Uncovering secret moderation among Western conservative yokels in the age of Obama is becoming a specialty of the New York Times's Western-based reporter Kirk Johnson. On Inauguration Day, Johnson wrote in condescending fashion about the "orderly phalanx marching behind Mr. McCain" in Oklahoma, which had the bad taste to give McCain his largest margin of victory in any state.
This Saturday, he profiled Utah Gov. Jon Huntsman Jr. in the negatively headlined "G.O.P. Governor Challenges Utah's Conservative Verities." The text box reads: "The governor breaks with conservative orthodoxy and is still popular." Basically, Johnson sees the death of conservatism in the repeal of Utah's one-of-a-kind liquor laws. Until last week, the state required patrons to purchase a membership in a bar's "private club" before they could have a drink.

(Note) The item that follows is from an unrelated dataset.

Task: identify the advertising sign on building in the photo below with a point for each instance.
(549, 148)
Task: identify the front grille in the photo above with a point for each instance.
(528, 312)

Among Utah Republicans, who hold every statewide elected office and more than two-thirds of the State Legislature, Hamlet-like quests for purpose and direction are hardly the norm.
But the norms are dead for Republicans here, something that was in plain view this week as lawmakers overhauled the state's formerly untouchable liquor law at the urging of Gov. Jon Huntsman Jr.
The debate was about scrapping the state's one-of-a-kind system of regulating bars and restaurants in a bid to boost the economy. But bound up in it was a profound, ongoing dialog, led by Mr. Huntsman, about what the Republican Party should be about and who should lead it.
The antiquated alcohol laws of one uniquely religious, sparsely populated state is an awfully slender thread from which to spin a philosophical discussion of the Republican Party's identity, isn't it?
Besides, the Republican-dominated Utah legislature passed the bill. Liquor law puritanism is not an exclusively conservative trait: One of the most liberal states, New York, had a law strictly limiting interstate wine sales until the Supreme Court overturned the law in 2006.
The undercurrent of the story, as channeled through Gov. Huntsman: The GOP must moderate or perish:
The soul-searching has also meant a star search for national party leaders. Some Republicans say that conservative politicians like Gov. Sarah Palin of Alaska, the party's vice-presidential nominee in November, will show the way forward, while others say the electoral map -- and the formula for future Republican victories -- was rewritten by President Obama's election, and that a kind of casting call is now under way for new voices. Mr. Huntsman is firmly in the camp that says Republicans must turn the page....Mr. Huntsman's moderate views often put him out of step in his first term -- and sometimes made him ineffective as well -- with the deeply conservative Republican majorities in the State House and Senate. But in the last six months, Mr. Huntsman has honed those differences to rapier sharpness as conservatives linked to the policies of former President George W. Bush have gone on the defensive....But there are hints that Mr. Huntsman's message of moderation, especially given his popularity in the state, is resonating beyond the Legislature and drawing support among the broader population.